Pancake made the list, although it is not a bad word. My late mother had a thing about it. She said the proper word is "hotcake." How arbitrary and inconsequential this seems now! To this day, though, I won't use the word "pancake" -- perhaps in compensation for all those other words I was told not to use and do. "Hotcake," often as not, brings on quizzical expressions. When that happens, I simply change my order to "French toast."

Proscriptions by parents gave way in due course to those of teachers, etc. being an example. There are very few of these on my list. Hah! -- very is the only other one. Which is not to say that I never use the word "very." For some of the words in this memoir (alternative, be, canny... zygote), "seldom" would apply -- very seldom.

Over the years, great social forces have come to bear on vocabularies in general and mine in particular. Thus, overkill died in the fifties, Negro got banished in the sixties, housewife walked out in the seventies. No doubt about it: The life and times of a person can be told in abolished words.

So I thought some more. There are words I have tried to invent (pluplural) -- emphasis on 'tried'; they never caught on. Other words are strangely hard for me to pronounce (eschew). Some seem faddish to me (role model). Some, I am weary of hearing (relationship). There are words on the list that I like (concupiscence) but have to explain all the time. There are words I am not qualified to use (prolix), but my explanation was too long for inclusion here.

Then, too, I commenced thinking about a time long ago when an associate expressed the intention to impress someone. I have forgotten the context altogether, but I vividly remember that there was something I did not like about that word "impress," and, on further reflection, its variants, "impressive" and "impression." I became struck by the idea that whereas Churchill was impressive, so too was Hitler. "Impressive" doesn't really say anything. It sounds phony, too. Something bad can make a good impression and vice versa. Thus, there came to be a philosophical basis for my displeasure with that word. I decided I didn't ever want to be impressed, and so, as a matter of principle, I would never set about to impress.

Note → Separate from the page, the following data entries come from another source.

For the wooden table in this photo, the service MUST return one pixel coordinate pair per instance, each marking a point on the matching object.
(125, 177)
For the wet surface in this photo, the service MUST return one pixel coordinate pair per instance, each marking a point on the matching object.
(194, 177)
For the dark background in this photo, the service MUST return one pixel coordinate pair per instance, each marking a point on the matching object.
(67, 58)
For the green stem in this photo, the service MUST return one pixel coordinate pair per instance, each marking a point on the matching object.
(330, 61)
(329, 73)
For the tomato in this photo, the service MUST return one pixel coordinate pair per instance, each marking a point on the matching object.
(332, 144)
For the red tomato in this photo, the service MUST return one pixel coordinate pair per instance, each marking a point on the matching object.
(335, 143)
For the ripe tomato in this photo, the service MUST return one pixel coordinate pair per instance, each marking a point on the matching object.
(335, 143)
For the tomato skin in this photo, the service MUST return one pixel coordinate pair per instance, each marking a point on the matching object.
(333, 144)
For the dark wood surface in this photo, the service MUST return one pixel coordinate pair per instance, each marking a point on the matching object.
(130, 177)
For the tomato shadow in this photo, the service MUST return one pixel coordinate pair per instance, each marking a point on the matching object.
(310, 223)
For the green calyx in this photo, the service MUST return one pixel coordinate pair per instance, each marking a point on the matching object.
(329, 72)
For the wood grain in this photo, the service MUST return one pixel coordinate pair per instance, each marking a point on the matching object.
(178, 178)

The ThinkerWords are living, evolving creatures. They are born and grow; they migrate and change; they age and die. Some are killed in their prime (viable). A word can get mispronounced (ignominy), distorted (hubris), and stretched (threat). There are words that have been stretched beyond their elastic limits -- unbelievable -- and have lost their meanings.

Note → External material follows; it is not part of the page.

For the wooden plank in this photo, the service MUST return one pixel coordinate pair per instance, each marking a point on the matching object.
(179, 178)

Words can be noble or iniquitous, generous or cheap, flamboyant or timid. They describe, they express, they limit, they mislead. In the wild, words, like other living things, must compete. In the English Language, there are what? -- 40,000 words, give or take? All are freely available to be used, yet nobody uses them all.

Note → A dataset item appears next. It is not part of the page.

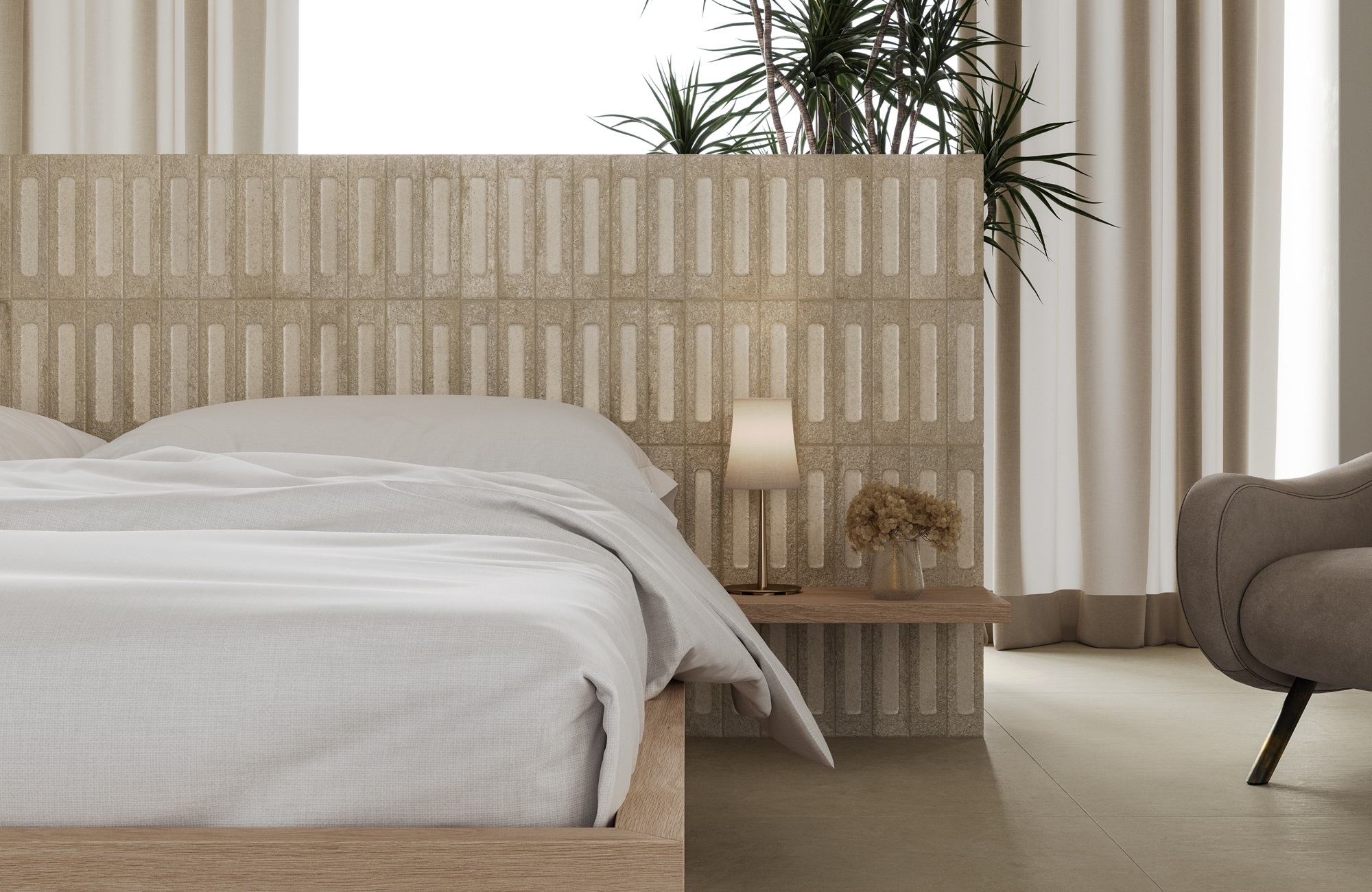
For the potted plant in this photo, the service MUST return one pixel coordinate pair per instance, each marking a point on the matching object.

Which words live is a matter of "natural selection" (I'll borrow a few Darwinian concepts, if you don't mind). There are "mutations" and "extinctions." Some words survive only in the thesaurus, the verbal equivalent of a zoo. Vocabularies act as limited verbal "habitats"; synonyms are rivals for "space." Once ensconced in a vocabulary, each word must still compete daily for slots in speech production. Sentences are transient battlegrounds that test the agility, the vitality -- all right, the fitness -- of competing expressions. In the environment of words, there is indeed a "struggle for existence."

Our verbal freedoms do not include selecting exactly the correct word for every occasion -- unless one makes the effort to know all the words in the English language. We humans do have one absolute power, though. Each person gets to select exactly which words not to use. That is a matter of pure volition, the most beautiful word in any language and the theme for this book..

You too may choose to throw away worn-out, wearisome expressions, to expunge misleading terms, to apply philosophical discriminants and aesthetic judgements. Make your own private list. You can tell quite a lot about yourself from the words you don't use.